そして、食べたい物を思い浮かべるだけで、焼肉・ラーメン・炒飯・フライ他、焼・茹・炒・揚・煮・和・蒸、そして生。ポテチ・クッキー等のスナック、ケーキ・ムース等のスイーツ他、多岐に渡り対応する事が可能だ。
更に、ホーム内の無限図書館にある料理参考書や自身で現地素材を調理して常にバージョンアップを行い怠らなければ可能性はほぼ無限に等しい。
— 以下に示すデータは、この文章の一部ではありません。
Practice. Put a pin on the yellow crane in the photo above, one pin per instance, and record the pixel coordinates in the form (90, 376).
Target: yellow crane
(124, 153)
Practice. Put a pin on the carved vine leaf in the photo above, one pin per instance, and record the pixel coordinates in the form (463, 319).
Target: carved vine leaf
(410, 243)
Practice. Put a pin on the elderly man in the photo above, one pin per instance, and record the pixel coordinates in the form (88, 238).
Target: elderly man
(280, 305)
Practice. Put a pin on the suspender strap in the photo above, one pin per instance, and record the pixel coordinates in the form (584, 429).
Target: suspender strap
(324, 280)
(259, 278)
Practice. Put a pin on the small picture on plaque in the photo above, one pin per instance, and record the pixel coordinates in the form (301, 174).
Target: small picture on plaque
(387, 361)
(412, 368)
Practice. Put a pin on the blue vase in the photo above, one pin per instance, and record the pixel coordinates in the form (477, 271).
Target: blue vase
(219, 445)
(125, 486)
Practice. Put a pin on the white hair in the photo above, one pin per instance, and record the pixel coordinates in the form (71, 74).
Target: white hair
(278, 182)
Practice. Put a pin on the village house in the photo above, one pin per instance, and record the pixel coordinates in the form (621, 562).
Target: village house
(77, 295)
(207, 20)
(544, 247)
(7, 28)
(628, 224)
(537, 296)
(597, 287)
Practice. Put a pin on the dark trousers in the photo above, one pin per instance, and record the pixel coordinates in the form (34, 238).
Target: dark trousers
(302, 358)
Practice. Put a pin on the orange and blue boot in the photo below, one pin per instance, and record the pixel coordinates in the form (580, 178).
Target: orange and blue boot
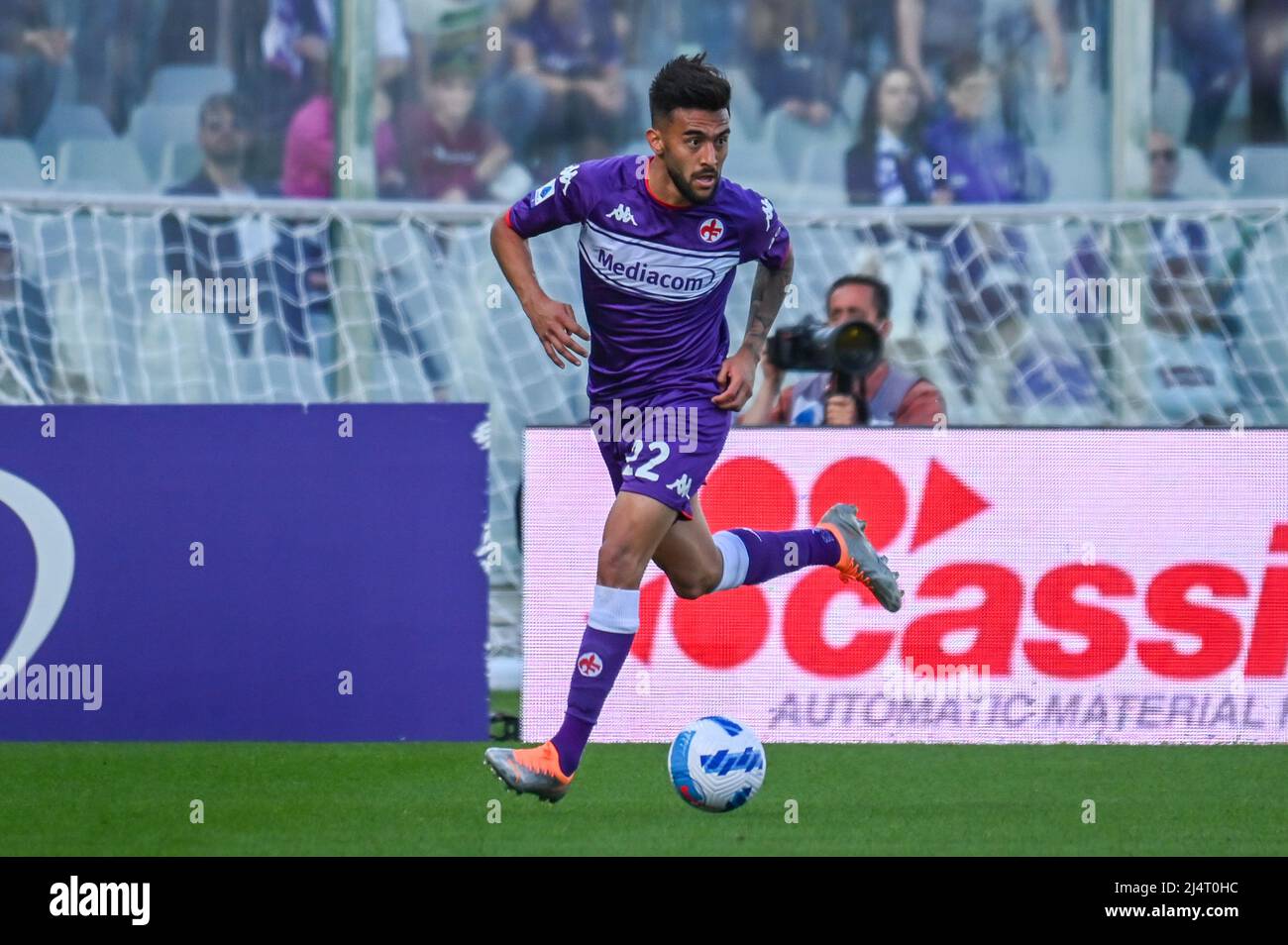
(529, 770)
(859, 561)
VRMMOの楽しみ方の一つに、どれだけリアルに遜色なく、更に未知の素材でリアルを越える食を実現できるかというものがあるが、生産職の連中はよくもまあここまでの生成プラント群を造ったものだと感心しきりだ。
そして異世界転移してしまったこの状況においては、感謝の念に堪えない。
そういえば異世界チートの表現でツエーーってのがあるが、アルファベット順に倣ってS・T・Uで並べるとSUGEEE・TUEEE・UMEEEとなるな。
真打はどこの世界でも後から出てくるのがお約束なのだから、やはり食を極めた者こそ最強なのだろうか。
Rは何だろう、RAMEEEとかか……滾るな。